The Broadstreet plugin for WordPress is vulnerable to unauthorized information disclosure via the `get_sponsored_meta` AJAX action. This flaw allows authenticated attackers with Subscriber-level permissions to retrieve post metadata from private or password-protected posts, as the plugin fails to perform proper authorization or visibility checks on the requested post ID.

Security Fix

diff -ru /home/deploy/wp-safety.org/data/plugin-versions/broadstreet/1.53.1/Broadstreet/Config.php /home/deploy/wp-safety.org/data/plugin-versions/broadstreet/1.53.2/Broadstreet/Config.php
--- /home/deploy/wp-safety.org/data/plugin-versions/broadstreet/1.53.1/Broadstreet/Config.php	2026-05-06 11:03:36.000000000 +0000
+++ /home/deploy/wp-safety.org/data/plugin-versions/broadstreet/1.53.2/Broadstreet/Config.php	2026-05-06 11:03:36.000000000 +0000
@@ -140,4 +140,4 @@
     }
 }
 
-define('BROADSTREET_VERSION', '1.53.1');
+define('BROADSTREET_VERSION', '1.53.2');
diff -ru /home/deploy/wp-safety.org/data/plugin-versions/broadstreet/1.53.1/broadstreet.php /home/deploy/wp-safety.org/data/plugin-versions/broadstreet/1.53.2/broadstreet.php
--- /home/deploy/wp-safety.org/data/plugin-versions/broadstreet/1.53.1/broadstreet.php	2026-05-06 11:03:36.000000000 +0000
+++ /home/deploy/wp-safety.org/data/plugin-versions/broadstreet/1.53.2/broadstreet.php	2026-05-06 11:03:36.000000000 +0000
@@ -3,7 +3,7 @@
 Plugin Name: Broadstreet
 Plugin URI: http://broadstreetads.com
 Description: Integrate Broadstreet business directory and adserving power into your site
-Version: 1.53.1
+Version: 1.53.2
 Tested up to: 6.9
 Author: Broadstreet
 Author URI: http://broadstreetads.com
diff -ru /home/deploy/wp-safety.org/data/plugin-versions/broadstreet/1.53.1/readme.txt /home/deploy/wp-safety.org/data/plugin-versions/broadstreet/1.53.2/readme.txt
--- /home/deploy/wp-safety.org/data/plugin-versions/broadstreet/1.53.1/readme.txt	2026-05-06 11:03:36.000000000 +0000
+++ /home/deploy/wp-safety.org/data/plugin-versions/broadstreet/1.53.2/readme.txt	2026-05-06 11:03:36.000000000 +0000
@@ -3,7 +3,7 @@
 Tags: broadstreet,local,publishers,hyperlocal,independent,news,business,directory
 Requires at least: 3.0
 Tested up to: 6.9
-Stable tag: 1.53.1
+Stable tag: 1.53.2
 
 Integrate Broadstreet adserving power into your site.

Exploit Outline

To exploit this vulnerability, an attacker first authenticates as a Subscriber-level user.
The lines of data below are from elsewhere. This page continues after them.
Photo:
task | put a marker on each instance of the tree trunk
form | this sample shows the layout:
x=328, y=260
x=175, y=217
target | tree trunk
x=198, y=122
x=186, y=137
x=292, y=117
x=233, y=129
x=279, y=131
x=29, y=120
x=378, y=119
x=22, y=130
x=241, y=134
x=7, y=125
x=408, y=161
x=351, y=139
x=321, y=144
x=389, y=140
They must then identify the ID of a target private or password-protected post. By locating the AJAX nonce (typically provided via localized scripts in the site's frontend), the attacker sends a POST request to /wp-admin/admin-ajax.php with the action parameter set to get_sponsored_meta and the target post_id. The application returns the full metadata associated with that post, bypassing access controls that should prevent visibility into restricted content.